Abstract
This paper represents a grain-based discrete element model for simulating the quasi-brittle failure of polycrystalline rocks considering the grain-scale geometrical and material heterogeneities of geo-material fabric. A rock material is represented by an assembly of polygonal grains bonded through their cohesive contacts. As a result, the micro-fracturing process can be simulated explicitly by development of crack along grain boundaries. Micro-mechanical parameters of the model is calibrated to Lac du Bonnet granite such that the model reproduces the physics similar to those of the rock during compression and tension. The calibration procedure is based on categorizing a set of input parameters that controls the elastic and fracture behavior of the model. The relation between macro-properties such as strength, friction and cohesion of the model and input micro-mechanical properties assigned to grains and interfaces is investigated by simulating a series of compressive triaxial and Brazilain tensile tests. The numerical experimentations demonstrate the capability of discrete element-Voronoi model to mimic the pre- and post-failure responses of brittle materials. The calibrated model very accurately predicts, in a quantitative sense, the macroscopic properties of real granite such as elastic properties, damage thresholds (crack initiation and interaction stresses), peak strengths (tensile and compression strengths), triaxial strength envelope (friction angle and cohesion).
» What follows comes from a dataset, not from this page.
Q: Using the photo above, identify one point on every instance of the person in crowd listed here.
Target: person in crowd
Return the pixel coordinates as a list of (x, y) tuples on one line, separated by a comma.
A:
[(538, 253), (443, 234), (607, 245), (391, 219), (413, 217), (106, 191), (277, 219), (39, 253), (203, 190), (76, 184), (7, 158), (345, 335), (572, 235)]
Results demonstrate the importance of considering the microstructural heterogeneity of rock fabric for successful modelling of brittle rock fracture.
1. INTRODUCTION
The process of brittle rock fracture during compression and tension is a result of the initiation, growth, and coalescence of multiple individual micro-cracks which eventually leads to formation of some clustered regions of macro-fractures in rock. As the compressive, or tensile stress applies across the boundaries of a rock sample, a complex heterogeneous stress system will be distributed through the rock in which the tensile and shear stresses will be concentrated at pre-existing flaws (i.e. micro-cracks, grain boundaries, cavities, cleavages) [1]. If the localized tensile stress exceeds the local strength of the microstructure some micro-cracks start to form at the point on the boundary of pre-existing flaw where tensile stress concentration is greatest. These axially aligned extensional micro-cracks occur during the early loading stages of compression tests. As the applied deviatoric stresses increase in the specimen, the density of compression-induced tensile cracks increases, and eventual interaction and coalescence of these cracks result in formation of some localized and macroscopic damaged zones in the material. It is the presence and creation of such micro-fractures that cause the compressional stress-strain curve of rock to deviate from true elastic (linearity) in the pre-failure region [2].